Kotlikoff’s tax plan is one of five such purple plans he has proposed; others include ways to address issues such as energy, health care and social security.
Kotlikoff is thinking about running for president as a third-party candidate through Americans Elect. “We need to focus on policies, not people,” he said. “Electing the president can no longer be a beauty contest or a debating contest. Our problems are simply too big to keep making these mistakes. We need a leader who has bold, simple, and clear plans that will turn the country around. We also need someone who can talk to both sides of the political divide and, frankly, is not a politician.”
“President Obama is, in my view, the best president we’ve had in decades. But his policies fall very far short of what’s needed.
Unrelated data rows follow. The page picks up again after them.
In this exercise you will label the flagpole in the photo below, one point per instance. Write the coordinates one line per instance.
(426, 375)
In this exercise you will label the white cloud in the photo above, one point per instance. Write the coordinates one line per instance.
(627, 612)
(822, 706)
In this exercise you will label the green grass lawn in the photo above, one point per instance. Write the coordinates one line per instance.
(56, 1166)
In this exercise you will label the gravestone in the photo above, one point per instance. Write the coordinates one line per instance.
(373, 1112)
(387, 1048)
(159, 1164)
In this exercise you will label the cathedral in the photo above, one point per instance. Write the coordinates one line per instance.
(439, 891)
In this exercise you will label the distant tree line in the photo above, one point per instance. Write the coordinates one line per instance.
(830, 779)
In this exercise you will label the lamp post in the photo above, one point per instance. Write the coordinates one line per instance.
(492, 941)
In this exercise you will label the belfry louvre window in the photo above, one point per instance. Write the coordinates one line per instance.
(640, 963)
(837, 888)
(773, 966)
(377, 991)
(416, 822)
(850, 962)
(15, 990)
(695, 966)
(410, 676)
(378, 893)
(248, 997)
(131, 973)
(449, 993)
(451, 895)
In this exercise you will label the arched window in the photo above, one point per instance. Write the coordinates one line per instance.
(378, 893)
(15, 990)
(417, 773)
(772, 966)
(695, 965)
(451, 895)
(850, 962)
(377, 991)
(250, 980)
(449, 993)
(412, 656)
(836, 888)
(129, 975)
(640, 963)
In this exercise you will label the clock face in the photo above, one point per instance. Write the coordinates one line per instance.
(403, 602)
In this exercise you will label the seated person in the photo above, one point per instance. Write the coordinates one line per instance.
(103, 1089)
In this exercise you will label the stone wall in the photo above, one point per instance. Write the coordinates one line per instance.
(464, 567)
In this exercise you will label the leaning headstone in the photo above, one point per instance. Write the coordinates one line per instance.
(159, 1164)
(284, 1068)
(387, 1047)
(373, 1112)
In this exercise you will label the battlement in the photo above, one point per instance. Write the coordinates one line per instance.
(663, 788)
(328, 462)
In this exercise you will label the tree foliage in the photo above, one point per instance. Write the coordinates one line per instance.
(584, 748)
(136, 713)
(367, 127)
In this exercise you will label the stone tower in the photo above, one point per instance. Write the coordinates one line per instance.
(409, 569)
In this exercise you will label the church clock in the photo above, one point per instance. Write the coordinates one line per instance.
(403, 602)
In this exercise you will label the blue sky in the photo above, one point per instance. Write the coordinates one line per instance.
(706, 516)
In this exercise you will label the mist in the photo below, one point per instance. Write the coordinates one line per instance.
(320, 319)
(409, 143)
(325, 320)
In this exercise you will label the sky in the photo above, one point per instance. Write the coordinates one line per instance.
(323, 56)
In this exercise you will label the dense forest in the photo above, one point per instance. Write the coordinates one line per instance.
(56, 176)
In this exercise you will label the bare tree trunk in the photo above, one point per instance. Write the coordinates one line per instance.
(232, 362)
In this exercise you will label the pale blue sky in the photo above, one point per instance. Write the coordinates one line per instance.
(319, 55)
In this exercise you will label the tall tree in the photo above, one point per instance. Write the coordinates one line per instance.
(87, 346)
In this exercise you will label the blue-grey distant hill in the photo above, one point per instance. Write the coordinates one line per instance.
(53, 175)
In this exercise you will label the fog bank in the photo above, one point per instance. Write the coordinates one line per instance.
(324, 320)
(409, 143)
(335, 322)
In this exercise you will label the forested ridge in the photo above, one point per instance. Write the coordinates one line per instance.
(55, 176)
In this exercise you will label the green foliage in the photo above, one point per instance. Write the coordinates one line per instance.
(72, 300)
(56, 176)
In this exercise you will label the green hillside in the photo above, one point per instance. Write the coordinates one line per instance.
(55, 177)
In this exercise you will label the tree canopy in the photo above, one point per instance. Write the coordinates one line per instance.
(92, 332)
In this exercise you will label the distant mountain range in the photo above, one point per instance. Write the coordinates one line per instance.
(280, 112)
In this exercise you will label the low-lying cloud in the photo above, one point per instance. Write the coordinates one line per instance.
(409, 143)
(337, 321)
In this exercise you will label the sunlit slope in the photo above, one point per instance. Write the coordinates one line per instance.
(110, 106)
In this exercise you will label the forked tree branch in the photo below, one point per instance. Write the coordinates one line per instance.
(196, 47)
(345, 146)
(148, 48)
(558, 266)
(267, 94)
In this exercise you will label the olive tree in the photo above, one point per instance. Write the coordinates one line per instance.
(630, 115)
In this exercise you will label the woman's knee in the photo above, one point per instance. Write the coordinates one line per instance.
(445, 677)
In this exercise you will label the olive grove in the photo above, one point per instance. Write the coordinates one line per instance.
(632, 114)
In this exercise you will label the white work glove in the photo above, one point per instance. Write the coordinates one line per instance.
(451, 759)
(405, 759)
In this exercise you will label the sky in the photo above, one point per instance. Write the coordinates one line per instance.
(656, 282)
He’s also far too beholden to one side of the political spectrum.”
Kotlikoff said Obama has been handcuffed by having to work with only those options that are politically acceptable, both to his party and to Americans as a whole. “That is a great tragedy because he needs to abandon both parties and say, ‘I'm actually here to fix things. I'm not here to get reelected.’”
He cited Paul Ryan’s proposed healthcare plan as a failure of Obama’s leadership. “The president was extremely critical, but if you look at Ryancare closely, it’s almost identical to Obamacare except for labels and cosmetics. The president could have used this moment to join forces with Ryan to, in effect, provide Obamacare for the entire country. But he went the other way. He used this as an opportunity to go after someone he saw as a political rival. What he did disserved himself as well as Ryan.”
“Yes, Ryan’s plan had a big problem – namely allocating too little money for the elderly’s healthcare through time. But that would have changed in the negotiations. The key point is he was moving Medicare away from its fee-for-service structure, which is extremely expensive and, in fact, driving our country broke. “
The same could be said of politicians and policymakers now grappling with the current tax code. And Kotlikoff is hoping that he, or others like him, can be among those who help show the way forward.